As students in white coats filter into the state-of-the-art Clinical Skills and Simulation Center at the College of Medicine, they pass an arresting reminder of the profession’s low-tech past by the front door.
In three walnut and glass display cases, a collection of severe metal instruments, oversize silver syringes, amber glass medicine bottles and other fading antique tools of the trade offer a thought- provoking historical context to the advanced technology with which they’ll learn their craft in the computerized classroom.
Emergency room specialist and volunteer faculty member Dr. Lawrence Kaplan donated the antique instruments that were used by his father, Dr. Abraham Kaplan, who practiced out of his home office in Brooklyn, New York, from the 1940s to the 1960s. “If the medical students saw what my dad used to practice medicine, they would think it’s barbaric,” he explains. “It’s good for them to see how technology has progressed and to understand how things may wind up changing in the future.
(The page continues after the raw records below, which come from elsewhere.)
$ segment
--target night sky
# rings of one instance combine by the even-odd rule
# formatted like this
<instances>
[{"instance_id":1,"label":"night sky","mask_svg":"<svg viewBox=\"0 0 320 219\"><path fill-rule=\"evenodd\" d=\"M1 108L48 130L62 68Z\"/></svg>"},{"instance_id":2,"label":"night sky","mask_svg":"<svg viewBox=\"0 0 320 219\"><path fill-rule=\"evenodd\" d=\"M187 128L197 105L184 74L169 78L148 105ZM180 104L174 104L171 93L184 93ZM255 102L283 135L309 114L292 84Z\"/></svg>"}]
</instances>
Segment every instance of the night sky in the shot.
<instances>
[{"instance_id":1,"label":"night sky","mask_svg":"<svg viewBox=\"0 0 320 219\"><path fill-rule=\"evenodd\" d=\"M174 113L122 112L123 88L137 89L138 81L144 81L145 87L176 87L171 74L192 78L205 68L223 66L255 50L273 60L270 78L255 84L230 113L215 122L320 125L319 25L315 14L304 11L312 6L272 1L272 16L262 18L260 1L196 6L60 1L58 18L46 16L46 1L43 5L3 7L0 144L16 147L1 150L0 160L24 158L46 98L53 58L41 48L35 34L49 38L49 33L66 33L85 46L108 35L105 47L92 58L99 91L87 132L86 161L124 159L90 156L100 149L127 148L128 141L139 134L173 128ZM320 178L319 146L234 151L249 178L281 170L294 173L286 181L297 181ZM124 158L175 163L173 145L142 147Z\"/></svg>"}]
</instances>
I hope they will learn from [the collection].”
Perfektum Hypodermic Syringe, 1922 (above)
This reusable glass syringe was sterilized after each injection and the screw-on needles were sharpened by hand, a task performed by College of Medicine volunteer faculty member Dr. Lawrence Kaplan when he was a boy. “If you didn’t use the right sharpening motion, you would get burrs on the needles,” he remembers of the painful mistake. “When there was a burr on the needle, I would hear about it — literally.”
Physician’s Binocular Loupe, 1954
These metal-framed, high-magnification glasses were used for fine detail procedures, such as inspecting wounds and sewing sutures. “[My father] actually wore these when he stitched up my arm when I was 12 years old,” says Kaplan.
Empire Ear Syringe, 1906
This stainless steel syringe, which measures about 2 inches in diameter and came with removable rubber tips, was used to irrigate the ear for cleaning and treating infection. “That’s still something that’s used today,” says Kaplan. “It’s a great example of a classic design that didn’t need to be changed.”